14 de julho de 2014

[Resenha] A Filha do Sangue - Anne Bishop

Autor(a): Anne Bishop
Editora: Saída de Emergência Brasil
ISBN: 9788567296104
Páginas: 423
Tradutor: Cristina Correia
Ano: 2014
Skoob
Avaliação: 2/5

Sinopse: O Reino Distorcido se prepara para o cumprimento de uma antiga profecia: a chegada de uma nova Rainha, a Feiticeira que tem mais poder que o próprio Senhor do Inferno. Mas ela ainda é jovem, e por isso pode ser influencidade e corrompida. Quem a controlar terá domínio sobre o mundo. Três homens poderosos, inimigos viscerais - sabem disso. Saetan, Lucivar e Daemon logo percebem o poder que se esconde por trás dos olhos azuis daquela menina inocente. Assim começa um jogo cruel, de política e intriga, magia e traição, no qual as armas são o ódio e o amor. E cujo preço pode ser terrível e inimaginável.

Por duas vezes iniciei A Filha do Sangue, da primeira vez precisei “abandonar” o livro com 20 páginas. A leitura não estava fluindo e eu pensei que se devia ao fato de eu estar em final de período e estressada. Pois bem, assim que saí de férias, retomei a leitura e cheguei à conclusão que o problema não era comigo, mas com o livro mesmo. Depois de três dias persistindo bravamente, e lendo mais do que o normal por dia, eu não havia chegado nem a metade do livro. E isso me chateou, muito. Por muito pouco não abandonei o livro, mas decidi continuar por (confesso) pura teimosia.

O mais frustrante de tudo foi que eu me interessei pelo livro assim logo de cara, a sinopse me chamou muito a atenção, a capa era bem intrigante e tudo mais. O problema foi que: a sinopse vendia uma coisa, mas conforme o livro ia passando (muito lentamente, vale frisar) a história ficava em voltas e praticamente nada aconteceu, pelo menos na minha visão, nas 423 páginas do livro.
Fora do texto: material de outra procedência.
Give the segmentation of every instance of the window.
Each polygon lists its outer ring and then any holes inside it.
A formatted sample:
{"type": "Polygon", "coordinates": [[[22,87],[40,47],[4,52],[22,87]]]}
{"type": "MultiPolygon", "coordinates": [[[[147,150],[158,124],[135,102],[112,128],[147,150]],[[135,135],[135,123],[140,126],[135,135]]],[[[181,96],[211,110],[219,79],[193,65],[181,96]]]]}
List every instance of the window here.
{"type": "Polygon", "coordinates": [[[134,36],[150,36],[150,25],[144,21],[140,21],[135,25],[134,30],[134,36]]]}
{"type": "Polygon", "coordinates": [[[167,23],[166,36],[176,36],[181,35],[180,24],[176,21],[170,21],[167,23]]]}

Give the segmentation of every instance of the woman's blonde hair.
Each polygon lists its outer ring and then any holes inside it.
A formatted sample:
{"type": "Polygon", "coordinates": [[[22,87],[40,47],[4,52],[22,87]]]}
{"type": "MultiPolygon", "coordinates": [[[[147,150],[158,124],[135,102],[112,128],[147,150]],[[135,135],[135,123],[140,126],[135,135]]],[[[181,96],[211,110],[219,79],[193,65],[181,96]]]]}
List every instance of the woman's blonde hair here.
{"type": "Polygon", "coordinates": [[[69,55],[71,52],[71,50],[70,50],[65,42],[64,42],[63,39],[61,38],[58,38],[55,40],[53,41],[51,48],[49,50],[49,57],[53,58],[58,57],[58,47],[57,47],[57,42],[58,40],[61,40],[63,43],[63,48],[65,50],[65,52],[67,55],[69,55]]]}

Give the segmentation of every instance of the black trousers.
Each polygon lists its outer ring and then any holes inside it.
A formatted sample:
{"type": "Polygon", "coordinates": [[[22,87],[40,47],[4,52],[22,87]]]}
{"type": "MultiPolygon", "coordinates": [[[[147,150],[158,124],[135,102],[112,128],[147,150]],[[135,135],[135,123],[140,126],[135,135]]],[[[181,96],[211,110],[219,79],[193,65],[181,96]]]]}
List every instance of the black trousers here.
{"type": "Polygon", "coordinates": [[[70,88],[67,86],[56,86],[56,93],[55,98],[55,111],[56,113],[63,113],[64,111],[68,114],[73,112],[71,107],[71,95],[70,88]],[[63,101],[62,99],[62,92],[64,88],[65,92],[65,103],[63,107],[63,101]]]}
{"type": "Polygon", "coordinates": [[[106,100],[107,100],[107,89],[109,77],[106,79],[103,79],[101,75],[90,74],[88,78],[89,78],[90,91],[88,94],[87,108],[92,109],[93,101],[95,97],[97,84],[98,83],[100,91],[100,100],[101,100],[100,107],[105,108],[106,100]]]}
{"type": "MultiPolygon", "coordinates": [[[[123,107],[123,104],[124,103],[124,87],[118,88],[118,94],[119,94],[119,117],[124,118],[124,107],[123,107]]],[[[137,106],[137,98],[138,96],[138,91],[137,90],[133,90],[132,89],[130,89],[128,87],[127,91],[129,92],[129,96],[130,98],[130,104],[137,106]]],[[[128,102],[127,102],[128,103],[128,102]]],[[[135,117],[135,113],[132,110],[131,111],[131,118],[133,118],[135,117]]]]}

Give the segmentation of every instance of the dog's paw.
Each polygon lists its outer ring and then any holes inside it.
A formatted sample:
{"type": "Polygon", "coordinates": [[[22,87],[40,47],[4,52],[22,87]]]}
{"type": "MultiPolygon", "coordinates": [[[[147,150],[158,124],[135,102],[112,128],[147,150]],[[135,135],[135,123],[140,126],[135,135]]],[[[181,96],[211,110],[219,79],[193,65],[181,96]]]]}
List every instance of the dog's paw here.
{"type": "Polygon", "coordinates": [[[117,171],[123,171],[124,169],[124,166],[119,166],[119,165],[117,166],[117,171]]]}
Na verdade, as últimas cinquenta páginas tiveram mais movimentação do que as outras 373, mas isso, infelizmente, não foi suficiente para tirar a má impressão que tive do livro.

O livro faz parte da Trilogia das Joias Negras, eu sei que por ser um primeiro livro a história tende a ser mais introdutória, que o acontecimento nem sempre é rápido, mas nesse caso a autora meio que extrapolou os limites. Além disso, tive muito problemas com os personagens e suas personalidades. O livro apresentou um excesso de personagens muito grandes, e alguns nem faziam muito sentido de participação, serviam mais como figurantes e por vezes eram citado mais a frente. Mas, pelo fato de não terem um papel significativo, não marcavam uma presença e eu fiquei confusa, de verdade.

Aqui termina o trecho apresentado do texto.